Fort Hood Shooting: Why The Gunman’s Depression And Anxiety Probably Weren’t His Only Disorders
The Fort Hood shooting that took place Wednesday was the second since 2009, when U.S. Army psychiatrist and medical officer Nidal Malik Hasan killed 13 people and injured more than 30. Wednesday’s shooting of some 20 people played out very similarly, but with an important twist.
The suspect has tentatively been identified as Specialist Ivan Lopez, a soldier who had spent four months in Iraq in 2011 and was receiving treatment for depression and anxiety. Following his return from deployment, he was also undergoing evaluation for post-traumatic stress disorder (PTSD) — one of the most common psychiatric diagnoses given to war vets and, barring unknown personal or ideological motivations, a likely cause of Lopez’s spree.
Depression and anxiety are common in the U.S. — roughly 17 percent of American adults suffer from at least one depressive episode at some point in their lives — but one thing they don’t do is make people homicidal. People with major depressive disorder feel empty or sad. They lose interests in activities and being around people. They also have difficulty concentrating and making decisions. They may be irritable, but they aren’t impulsive.
That is, unless they suffer from another disorder, too.
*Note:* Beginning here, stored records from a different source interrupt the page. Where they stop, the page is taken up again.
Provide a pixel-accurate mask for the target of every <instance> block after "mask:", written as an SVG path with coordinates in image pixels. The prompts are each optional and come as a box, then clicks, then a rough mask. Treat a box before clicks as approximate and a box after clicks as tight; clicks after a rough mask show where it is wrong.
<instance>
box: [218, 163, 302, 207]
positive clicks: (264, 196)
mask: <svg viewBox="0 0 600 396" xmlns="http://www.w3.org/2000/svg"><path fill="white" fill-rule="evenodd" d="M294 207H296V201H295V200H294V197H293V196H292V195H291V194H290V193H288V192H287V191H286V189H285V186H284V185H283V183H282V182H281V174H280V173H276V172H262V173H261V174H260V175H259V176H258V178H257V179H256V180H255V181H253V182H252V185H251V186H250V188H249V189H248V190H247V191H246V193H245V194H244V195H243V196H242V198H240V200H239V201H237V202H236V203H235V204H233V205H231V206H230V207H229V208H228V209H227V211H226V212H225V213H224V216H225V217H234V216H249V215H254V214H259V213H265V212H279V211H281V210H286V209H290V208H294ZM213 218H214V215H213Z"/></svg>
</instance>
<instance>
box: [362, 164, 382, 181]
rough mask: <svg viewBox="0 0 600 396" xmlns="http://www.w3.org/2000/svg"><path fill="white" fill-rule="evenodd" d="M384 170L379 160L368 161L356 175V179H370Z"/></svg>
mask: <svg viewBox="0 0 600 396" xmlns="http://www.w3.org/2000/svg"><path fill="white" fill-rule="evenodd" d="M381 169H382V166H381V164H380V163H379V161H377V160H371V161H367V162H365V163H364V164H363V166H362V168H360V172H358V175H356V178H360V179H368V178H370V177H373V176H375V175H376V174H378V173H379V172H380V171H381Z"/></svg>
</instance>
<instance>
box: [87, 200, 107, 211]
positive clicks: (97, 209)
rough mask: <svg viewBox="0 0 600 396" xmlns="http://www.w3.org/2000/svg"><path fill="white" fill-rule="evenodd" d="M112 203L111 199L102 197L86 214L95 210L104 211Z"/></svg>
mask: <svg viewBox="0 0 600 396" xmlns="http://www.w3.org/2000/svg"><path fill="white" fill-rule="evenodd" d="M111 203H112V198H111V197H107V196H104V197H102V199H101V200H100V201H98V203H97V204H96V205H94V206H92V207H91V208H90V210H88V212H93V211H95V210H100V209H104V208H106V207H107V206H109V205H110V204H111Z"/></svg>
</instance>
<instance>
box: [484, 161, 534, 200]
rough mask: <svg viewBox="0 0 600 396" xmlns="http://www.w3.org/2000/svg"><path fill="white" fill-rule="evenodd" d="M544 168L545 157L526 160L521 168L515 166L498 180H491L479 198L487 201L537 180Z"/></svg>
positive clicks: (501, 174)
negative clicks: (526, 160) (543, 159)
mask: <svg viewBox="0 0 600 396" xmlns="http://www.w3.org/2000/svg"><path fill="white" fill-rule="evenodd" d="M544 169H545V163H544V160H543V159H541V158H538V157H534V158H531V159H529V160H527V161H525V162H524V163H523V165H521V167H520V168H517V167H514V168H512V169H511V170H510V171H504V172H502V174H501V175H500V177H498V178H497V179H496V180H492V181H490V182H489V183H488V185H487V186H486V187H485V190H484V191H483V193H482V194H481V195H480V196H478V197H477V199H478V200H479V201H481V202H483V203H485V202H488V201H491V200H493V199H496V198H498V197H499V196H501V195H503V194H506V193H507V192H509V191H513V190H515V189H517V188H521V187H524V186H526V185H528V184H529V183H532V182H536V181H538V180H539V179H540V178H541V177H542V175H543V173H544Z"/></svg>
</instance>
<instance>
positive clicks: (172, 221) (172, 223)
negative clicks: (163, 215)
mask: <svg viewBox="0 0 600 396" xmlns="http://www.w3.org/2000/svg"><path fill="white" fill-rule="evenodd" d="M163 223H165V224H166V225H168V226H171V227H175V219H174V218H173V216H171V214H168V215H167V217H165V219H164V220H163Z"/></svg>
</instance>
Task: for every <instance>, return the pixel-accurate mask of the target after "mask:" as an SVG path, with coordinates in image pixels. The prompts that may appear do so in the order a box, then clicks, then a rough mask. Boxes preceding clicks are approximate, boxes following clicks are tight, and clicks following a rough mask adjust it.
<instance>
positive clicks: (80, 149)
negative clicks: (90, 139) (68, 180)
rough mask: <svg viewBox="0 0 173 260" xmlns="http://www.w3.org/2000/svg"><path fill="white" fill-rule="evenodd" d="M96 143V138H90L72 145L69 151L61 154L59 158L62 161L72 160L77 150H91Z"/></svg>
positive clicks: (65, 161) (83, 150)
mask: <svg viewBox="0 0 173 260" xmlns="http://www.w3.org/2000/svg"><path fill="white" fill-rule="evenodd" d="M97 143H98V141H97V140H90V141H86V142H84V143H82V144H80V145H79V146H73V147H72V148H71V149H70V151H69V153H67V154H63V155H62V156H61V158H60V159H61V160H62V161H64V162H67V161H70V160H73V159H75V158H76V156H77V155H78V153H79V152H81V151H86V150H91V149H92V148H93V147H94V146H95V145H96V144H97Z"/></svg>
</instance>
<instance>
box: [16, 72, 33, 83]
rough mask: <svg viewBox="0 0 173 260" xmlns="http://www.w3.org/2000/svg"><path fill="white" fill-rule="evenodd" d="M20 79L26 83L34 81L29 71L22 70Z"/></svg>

Lieutenant Mark Milley, the commanding officer at the base, told reporters Wednesday that Lopez had never received a formal diagnosis for PTSD, although Lopez himself had admitted to suffering a traumatic brain injury while in Iraq. Milley predicted that the actions of a man who probably had PTSD will likely be responsible for others experiencing it.
The shooting took place at roughly 4 p.m., when Lopez walked into a building on the base and opened fire. He got into a car, kept shooting, drove to another building, and began shooting again. He killed three people and injured 16 over the span of 15 to 20 minutes, officials said, before he confronted a military police officer and put the .45-caliber gun to his head and pulled the trigger. President Obama said he was “heartbroken” that another tragedy could occur on the base.
In reality, veteran-related suicides are a daily tragedy, even if they don’t happen in conjunction with a mass shooting. A recent analysis of a 2012 Veterans Admissions report, which found an average of 22 vets took their lives each day in 2009 and 2010, suggested that an estimated 1,829 vets had already committed suicide in 2014. The new figure, released by the Iraq and Afghanistan Veterans of America spurred the March 27 commemoration at the National Mall in Washington D.C., where vets convened to place one flag in the ground for each death suffered.
At nearly 2,000 dead already, the suicide rate among veterans, when adjusted for age and gender, is more than double that of the general population. Nearly one in every five suicides is a veteran, despite the group making up only 10 percent of the U.S. adult population.
Wednesday’s shooting was especially painful for residents on the base and in the surrounding area, who have just only recently begun to heal from the killings five years ago. Milley told reporters his initial reaction wasn’t disbelief, but rather to secure the site and keep everyone safe. Others, meanwhile, felt the pain of a healing wound ripped open.
“As a community, it’s like you’ve been kicked in the gut,” Killeen, Texas, Mayor Dan Corbin told reporters, according to CNN. “It can’t be happening again.”